Summit puts sustainability within commercial building services in focus
Pump manufacturer Grundfos recently held a summit with some of the industry’s top sustainability experts and leading energy users to help them understand and overcome the challenges and pitfalls we all face and to help develop robust plans to meet interim and final targets as quickly and efficiently as possible.
Bringing together leading contractors, consultants and senior engineers with sustainability directors, research managers and representatives of CIBSE, experts who, every day, face decisions on energy and sustainability in an open and inclusive environment where everyone was encouraged to contribute.
Against the backdrop of one of London’s finest five-star luxury hotels, the Rosewood in Holborn, Grundfos’ UK Managing Director, Glynn Williams, welcomed a guest list of 120.
At the event, Ross Crighton, Senior Regional Sales Manager, CBS Aftermarket at Grundfos, explained the crucial role that existing commercial buildings must play in meeting net Zero targets. Existing buildings in the UK currently use between 20 and 50% more energy than they should, he explained, so this should be the first place to look when staring along the path.

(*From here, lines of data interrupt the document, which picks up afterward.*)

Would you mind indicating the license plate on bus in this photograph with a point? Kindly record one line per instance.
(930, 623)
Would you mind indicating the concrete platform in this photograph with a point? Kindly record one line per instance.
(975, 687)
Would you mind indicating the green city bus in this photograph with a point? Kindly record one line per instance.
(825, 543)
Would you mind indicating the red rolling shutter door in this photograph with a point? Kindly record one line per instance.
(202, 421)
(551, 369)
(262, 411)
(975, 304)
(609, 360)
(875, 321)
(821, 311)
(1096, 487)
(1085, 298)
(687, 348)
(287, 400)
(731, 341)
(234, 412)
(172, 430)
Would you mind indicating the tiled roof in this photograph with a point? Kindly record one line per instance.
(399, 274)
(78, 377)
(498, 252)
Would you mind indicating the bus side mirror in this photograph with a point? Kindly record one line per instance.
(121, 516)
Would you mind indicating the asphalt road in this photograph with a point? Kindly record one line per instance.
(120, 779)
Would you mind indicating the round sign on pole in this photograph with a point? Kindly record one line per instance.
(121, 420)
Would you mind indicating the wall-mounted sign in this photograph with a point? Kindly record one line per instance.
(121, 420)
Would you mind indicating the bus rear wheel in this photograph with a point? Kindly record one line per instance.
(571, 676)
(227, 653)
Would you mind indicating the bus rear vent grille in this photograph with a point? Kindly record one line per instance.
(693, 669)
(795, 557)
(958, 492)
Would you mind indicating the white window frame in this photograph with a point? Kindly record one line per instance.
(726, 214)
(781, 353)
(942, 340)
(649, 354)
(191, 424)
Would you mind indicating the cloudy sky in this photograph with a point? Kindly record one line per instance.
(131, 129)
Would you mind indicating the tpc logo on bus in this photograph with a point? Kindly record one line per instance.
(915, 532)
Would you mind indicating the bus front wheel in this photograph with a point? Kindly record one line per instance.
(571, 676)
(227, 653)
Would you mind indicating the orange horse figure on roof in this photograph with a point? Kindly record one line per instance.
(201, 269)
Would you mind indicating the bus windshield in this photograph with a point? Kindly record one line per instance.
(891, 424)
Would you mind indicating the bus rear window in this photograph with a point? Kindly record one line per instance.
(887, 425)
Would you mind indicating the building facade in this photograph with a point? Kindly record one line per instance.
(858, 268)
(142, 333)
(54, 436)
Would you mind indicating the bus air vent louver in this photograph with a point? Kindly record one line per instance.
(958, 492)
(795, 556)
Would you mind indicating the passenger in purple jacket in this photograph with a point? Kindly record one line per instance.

Many of these buildings are ten years old or more, and the technology available when they were built was nowhere near as efficient as today’s digitised E pumps, smart pumps that can judge for themselves when the system is not operating efficiently and make the necessary adjustments to maintain optimisation.
Grundfos Climate Director Thomas Schrøder was next to speak as he introduced the company’s overriding desire to make life better for people throughout the world, moving from ambition to action by bringing clean water to millions, setting up charitable businesses to support the underprivileged and those isolated communities in some of the world’s toughest environments or developing new and innovative systems to protect precious water supplies and use water more efficiently and sustainably.
Thomas was followed by Mace’s Head of Building Services Construction, Paul Connolly, who outlined the company’s sustainable development, from becoming a carbon-neutral business in 2020, to its pledge to cut its own emissions by 10% every year and introduced a new platform the company is developing that will save clients 10 million tonnes of CO2 by 2026.
Next up was Skanska’s head of Sustainability, Sharon Maynard, who went on to discuss the carbon evaluation and tools to support the company’s plans to achieve a 50% reduction in carbon emissions by the end of this decade, and reach Net Zero by 2045, five years ahead of the Government’s target. As well as to reduce carbon intensity by 130 tonnes per £million pounds of revenue by 2030.